Kosten von fast einer Milliarde Euro
Hundert Jahre später wachsen die Zweifel, ob das Sitzenbleiben überhaupt sinnvoll ist. Eine neue Studie des Essener Bildungsökonomen Klaus Klemm kommt zu dem Ergebnis: Klassenwiederholungen sind "teuer und unwirksam". Dem Staat entstünden Kosten von fast einer Milliarde Euro (931 Millionen im Schuljahr 2007/08). Bayern, Berlin, Thüringen, Hamburg und Nordrhein-Westfalen geben besonders viel Geld für Sitzenbleiber aus.
Im Auftrag der Bertelsmann-Stiftung hat Klemm erstmals genau berechnet, wie Sitzenbleiber den Etat belasten. Seine Studie berücksichtigt die unterschiedlichen Methoden der Länder, Lehrerstellen zuzuweisen. Mehrausgaben entstehen dann, wenn die Zahl der Lehrer an die Zahl der Schüler gekoppelt ist. Mehr Sitzenbleiber heißt ja: mehr Schüler auf der Schule. Und das heißt dann auch: mehr Lehrer. Ein Einzelner fiele kaum ins Gewicht, in der Masse aber kosten Sitzenbleiber viel Geld, weil sie alle ein Jahr länger den "Service Schule" in Anspruch nehmen.
Intensive Nachhilfe
Die Kosten wären zu verschmerzen, wenn die Effekte stimmten. Aber dafür gibt es keine Belege, im Gegenteil. Klassenwiederholungen führten bei den sitzengebliebenen Schülern nicht zu einer Verbesserung, schreibt Klemm. Etliche Studien zeigten auch, dass die meisten Wiederholer ihre Leistungen langfristig nicht steigern. Schüler, die trotz vergleichbarer Defizite versetzt werden, entwickelten sich besser.
Jörg Dräger, im Vorstand der Bertelsmann-Stiftung verantwortlich für Bildungspolitik, fordert eine frühzeitige Förderung: "Die Milliarde, die das Sitzenbleiben jährlich kostet, könnte besser investiert werden." Wiederholer sollten eine Ausnahme sein, bei langwierigen Erkrankungen zum Beispiel, sagt Dräger.

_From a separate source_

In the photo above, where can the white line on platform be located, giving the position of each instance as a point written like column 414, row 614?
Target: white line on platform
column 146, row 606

In mehreren Ländern dringen mittlerweile auch die Kultusminister darauf, das Sitzenbleiben zu vermeiden. Im schwarz-grün regierten Hamburg sollen Eltern von Grundschülern extra einen Antrag stellen, wenn ihr Kind eine Klasse wiederholen soll. Und in den weiterführenden Schulen soll eine "verpflichtende Teilnahme an Fördermaßnahmen" das Sitzenbleiben weitgehend überflüssig machen. Geplant ist nicht nur intensive Nachhilfe in einzelnen Fächern, sondern ein "fächerübergreifendes Lerncoaching".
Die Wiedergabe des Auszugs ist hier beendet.